Editor’s Note San Francisco experiment

Innovation in one’s work prevents boredom but also can be stressful. Just prior to the two-day audio recording that led to this program, I questioned my judgment in attempting to effectively moderate the dozen loquacious clinical research leaders who gamely agreed to participate in our Second Annual Prostate Cancer Update Think Tank, held in May during the American Urological Association meeting in San Francisco.

Most of the attendees had already participated in our Prostate Cancer Update audio series; however, that format is much more controlled and after 16 years of interviewing research leaders one-on-one, I pretty much know what to expect.

Recording and editing a Think Tank was a totally different story and something our group has never done before. Since only one faculty member could speak at a time, I was quite nervous that these esteemed leaders would feel muzzled and I would quickly resemble a frantically waving police person on a wild Italian traffic circle.

Fortunately, technology was on my side.

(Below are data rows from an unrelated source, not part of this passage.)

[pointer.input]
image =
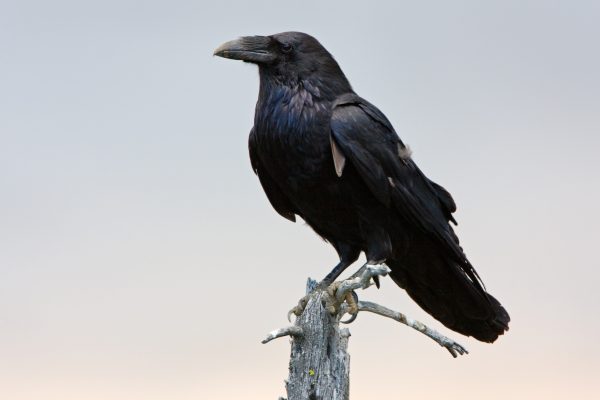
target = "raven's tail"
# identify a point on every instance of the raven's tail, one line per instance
(442, 289)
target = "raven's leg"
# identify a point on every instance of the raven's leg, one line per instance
(335, 272)
(348, 254)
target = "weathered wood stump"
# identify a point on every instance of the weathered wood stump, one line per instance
(319, 360)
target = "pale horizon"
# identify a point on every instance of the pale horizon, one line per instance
(140, 259)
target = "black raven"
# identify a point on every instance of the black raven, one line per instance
(329, 156)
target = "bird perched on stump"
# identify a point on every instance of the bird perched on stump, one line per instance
(323, 153)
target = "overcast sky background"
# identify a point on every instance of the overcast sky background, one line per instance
(140, 259)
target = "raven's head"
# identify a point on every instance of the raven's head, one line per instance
(289, 58)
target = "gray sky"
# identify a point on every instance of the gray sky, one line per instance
(139, 258)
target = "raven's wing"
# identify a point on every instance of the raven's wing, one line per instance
(278, 199)
(368, 141)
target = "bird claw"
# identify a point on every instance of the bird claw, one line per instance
(331, 304)
(455, 349)
(299, 309)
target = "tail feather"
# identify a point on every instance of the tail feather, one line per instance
(445, 291)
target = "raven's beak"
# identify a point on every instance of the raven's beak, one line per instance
(255, 49)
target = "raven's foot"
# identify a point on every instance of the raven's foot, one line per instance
(333, 301)
(340, 292)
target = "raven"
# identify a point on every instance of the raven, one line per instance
(323, 153)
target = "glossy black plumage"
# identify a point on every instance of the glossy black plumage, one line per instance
(325, 154)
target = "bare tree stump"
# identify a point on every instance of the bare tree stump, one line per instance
(319, 360)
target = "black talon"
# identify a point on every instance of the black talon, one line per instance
(376, 280)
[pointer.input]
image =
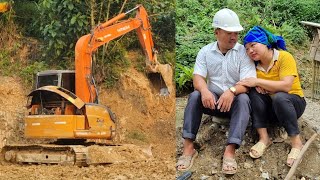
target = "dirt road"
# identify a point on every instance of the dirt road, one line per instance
(211, 142)
(145, 118)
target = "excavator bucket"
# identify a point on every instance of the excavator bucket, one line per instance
(161, 77)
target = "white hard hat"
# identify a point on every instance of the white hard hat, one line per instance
(227, 20)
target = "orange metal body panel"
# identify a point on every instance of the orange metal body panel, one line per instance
(53, 126)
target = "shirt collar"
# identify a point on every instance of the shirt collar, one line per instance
(216, 48)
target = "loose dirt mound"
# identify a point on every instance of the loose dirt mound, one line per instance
(12, 102)
(211, 141)
(144, 118)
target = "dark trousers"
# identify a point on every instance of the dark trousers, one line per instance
(280, 109)
(239, 117)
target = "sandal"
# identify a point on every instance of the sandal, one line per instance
(259, 148)
(229, 162)
(185, 162)
(294, 153)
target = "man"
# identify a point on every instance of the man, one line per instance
(219, 66)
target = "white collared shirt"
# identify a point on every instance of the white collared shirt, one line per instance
(223, 71)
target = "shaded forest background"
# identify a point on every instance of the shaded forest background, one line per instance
(282, 17)
(38, 35)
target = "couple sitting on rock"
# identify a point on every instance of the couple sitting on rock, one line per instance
(257, 80)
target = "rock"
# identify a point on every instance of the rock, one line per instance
(203, 177)
(265, 175)
(247, 165)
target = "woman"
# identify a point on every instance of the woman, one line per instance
(277, 96)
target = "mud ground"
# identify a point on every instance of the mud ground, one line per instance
(145, 119)
(211, 141)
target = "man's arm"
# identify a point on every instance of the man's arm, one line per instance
(207, 98)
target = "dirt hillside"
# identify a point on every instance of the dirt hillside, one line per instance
(145, 119)
(211, 141)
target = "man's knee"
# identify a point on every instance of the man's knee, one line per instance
(243, 98)
(194, 96)
(280, 98)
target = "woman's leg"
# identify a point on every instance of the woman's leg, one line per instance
(261, 114)
(288, 108)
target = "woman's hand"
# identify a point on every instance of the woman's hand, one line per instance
(261, 90)
(248, 82)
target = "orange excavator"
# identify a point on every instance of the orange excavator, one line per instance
(64, 105)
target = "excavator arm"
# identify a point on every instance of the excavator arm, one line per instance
(106, 32)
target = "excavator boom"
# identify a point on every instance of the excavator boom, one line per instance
(106, 32)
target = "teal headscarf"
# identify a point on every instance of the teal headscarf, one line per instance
(260, 35)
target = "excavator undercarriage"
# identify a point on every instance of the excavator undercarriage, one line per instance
(64, 105)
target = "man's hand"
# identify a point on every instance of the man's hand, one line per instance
(225, 101)
(208, 99)
(261, 90)
(248, 82)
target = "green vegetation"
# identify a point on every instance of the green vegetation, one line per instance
(57, 25)
(194, 30)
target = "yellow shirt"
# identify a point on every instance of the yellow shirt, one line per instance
(283, 64)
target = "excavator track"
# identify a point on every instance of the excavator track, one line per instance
(45, 154)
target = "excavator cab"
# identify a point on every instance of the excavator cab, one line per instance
(61, 78)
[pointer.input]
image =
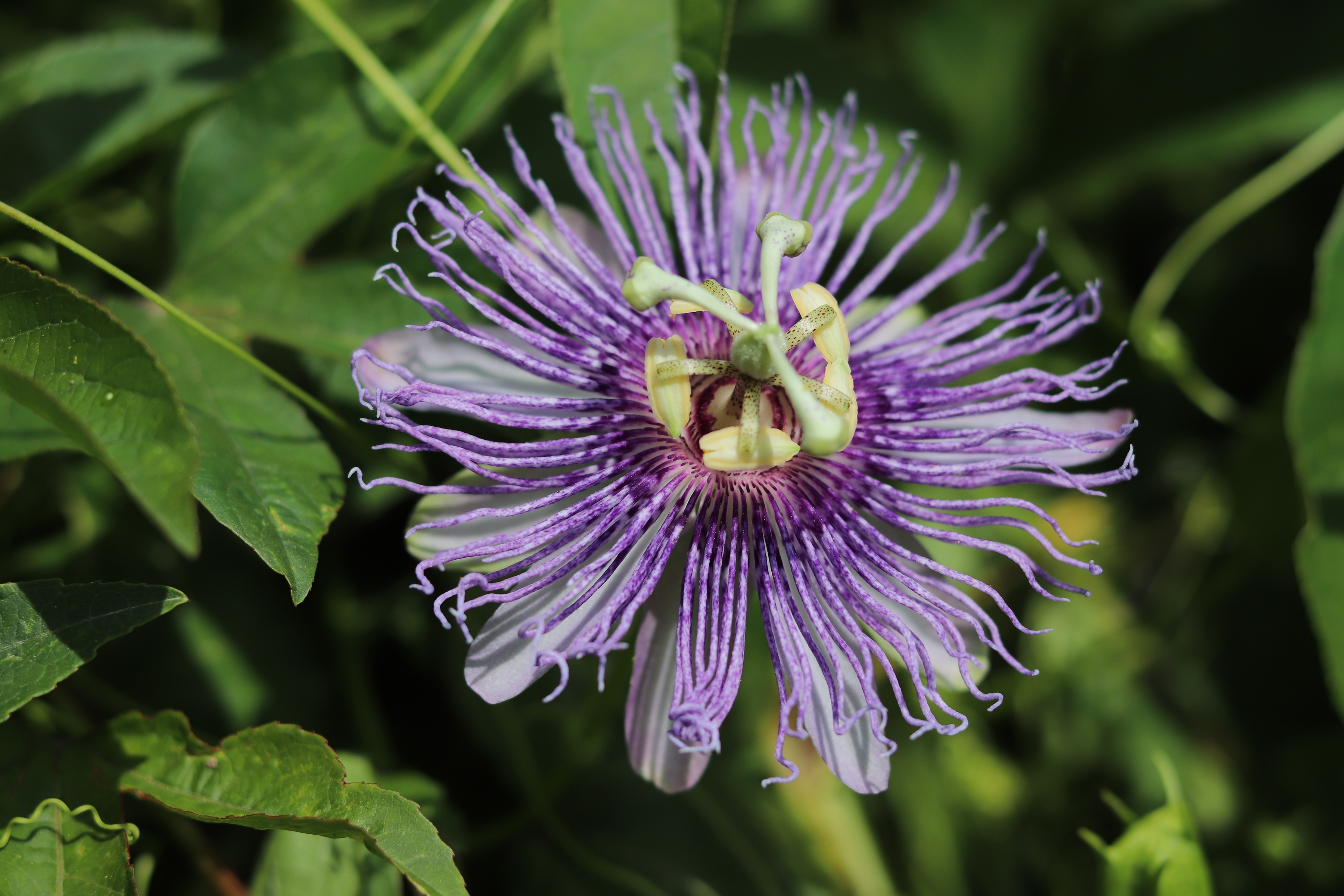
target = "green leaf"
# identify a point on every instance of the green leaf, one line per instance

Faculty members were provided with networked laptop computers, granting them the opportunity to constantly input comments while others spoke. This also helped me to direct traffic and “green light” those who typed provocative comments.

The edited audio result of this educational endeavor is divided into three segments:

1. Adjuvant endocrine therapy for men with high-risk localized tumors

Bill See presented an update of the most important evolving research database on this question: the Early Prostate Cancer Trials of high-dose bicalutamide. To continue the theme of data that isn’t as straightforward as we would like it to be, the Scandinavian portion of this mega-trial showed improved survival in men with high-risk tumors treated with bicalutamide, but decreased survival in men with low-risk tumors. Statistical fluke? That doesn’t seem likely, but time will tell.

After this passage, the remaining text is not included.